9 Responses to The tyranny of positivity

  1. localgov says:

    “Nail head, let me introduce you to hammer…”

    Totally agree, I wish people would be a bit more honest about their feelings from time to time. I don’t want to be surrounded by grumpy people and want to try to stay positive, but that’s for me to do and not others to tell me that I should.

  2. citizenr says:

    Indeed. Today I am mostly feeling cheerful but if I want to sulk, I shall sulk!

  3. Kay Phelps says:

    Really good thing to learn. I quite like the positive thinkers, the ones who make me think differently about a duff situation; but I’m not sure many people have that skill. Lots of people need a tilting head and a ‘poor you’ right now. I’ll try and remember that.

    • citizenr says:

      I’m all for positive thinking but we have to have space for a moan every now and then! We can cheer up the world with a simple ‘poor you.’ Maybe.

  4. Tim says:

    Horses for courses, I think. Some people want the empty platitudes to help them feel better, a few want someone to help them find a ‘solution’, others just want to know that people empathise with their brutal reality. Listening is the most precious gift anyone can offer here – above all, we all just want to be heard – and the best listeners can work out which approach is most likely to work best with individual people.
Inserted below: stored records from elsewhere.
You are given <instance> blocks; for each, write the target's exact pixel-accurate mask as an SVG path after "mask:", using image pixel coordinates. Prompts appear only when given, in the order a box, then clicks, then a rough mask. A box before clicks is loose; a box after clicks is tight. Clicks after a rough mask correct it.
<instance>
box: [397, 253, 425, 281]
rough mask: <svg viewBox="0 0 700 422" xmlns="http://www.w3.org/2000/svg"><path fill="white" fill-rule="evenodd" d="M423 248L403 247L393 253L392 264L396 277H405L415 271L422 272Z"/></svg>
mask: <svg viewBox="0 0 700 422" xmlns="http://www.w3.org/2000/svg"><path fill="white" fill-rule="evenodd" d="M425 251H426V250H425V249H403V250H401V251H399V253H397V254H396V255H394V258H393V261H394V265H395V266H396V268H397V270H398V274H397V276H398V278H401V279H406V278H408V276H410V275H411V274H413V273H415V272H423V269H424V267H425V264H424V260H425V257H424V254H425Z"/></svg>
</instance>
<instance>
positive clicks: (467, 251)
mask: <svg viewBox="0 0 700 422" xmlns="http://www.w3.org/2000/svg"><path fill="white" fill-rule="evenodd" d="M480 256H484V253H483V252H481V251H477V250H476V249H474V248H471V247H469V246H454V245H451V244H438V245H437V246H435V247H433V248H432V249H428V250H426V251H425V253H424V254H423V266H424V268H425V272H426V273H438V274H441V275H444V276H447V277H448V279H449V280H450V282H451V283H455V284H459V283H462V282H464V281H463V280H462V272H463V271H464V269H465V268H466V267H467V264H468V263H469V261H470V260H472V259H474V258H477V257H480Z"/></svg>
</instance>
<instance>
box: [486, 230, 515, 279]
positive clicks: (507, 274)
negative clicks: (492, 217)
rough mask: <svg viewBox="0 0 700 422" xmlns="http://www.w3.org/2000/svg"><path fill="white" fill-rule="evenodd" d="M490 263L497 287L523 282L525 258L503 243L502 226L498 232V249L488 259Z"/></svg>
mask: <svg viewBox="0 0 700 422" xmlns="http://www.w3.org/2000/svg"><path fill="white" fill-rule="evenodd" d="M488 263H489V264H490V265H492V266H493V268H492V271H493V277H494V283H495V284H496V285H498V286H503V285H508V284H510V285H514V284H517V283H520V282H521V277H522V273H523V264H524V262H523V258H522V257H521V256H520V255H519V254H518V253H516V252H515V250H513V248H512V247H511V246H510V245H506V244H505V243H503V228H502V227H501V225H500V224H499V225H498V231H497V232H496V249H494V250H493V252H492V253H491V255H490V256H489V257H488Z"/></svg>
    Poor you. Get holiday planning!

  5. Pingback: In which I remember what it’s all about … | A redundant public servant's blog

  6. Mean Mr Mustard says:


    An ex CS and one of Redundant Public Servant’s groupies here. Sounds like your Change Manager was quoting from Barbara Ehrenreich’s excellent book ‘Brightsided’. Being cynical by nature, I was never taken in by the relentless corporate propaganda and thought police to start with, especially in the wider world of encouraging debt and all. Maybe being in a department that was already steadily declining year on year helped me plan ahead too. Despite this I had a boss who was a extroverted cheery optimist, in spite of it all. Guess I’m stuck at Anger, while she’s moved on to Denial.

    • citizenr says:

      Hello Mean Mr. M, glad to have RPS groupies at my blog!I think sometimes denial might be the most comfortable stage. I wish you luck in moving on from anger but it takes time, doesn’t it? I’ve now spent two consecutive days being cheery and it’s quite tiring. I’m working on the ‘fake it till you make it’ principle. Come and visit again and good luck with your own situation.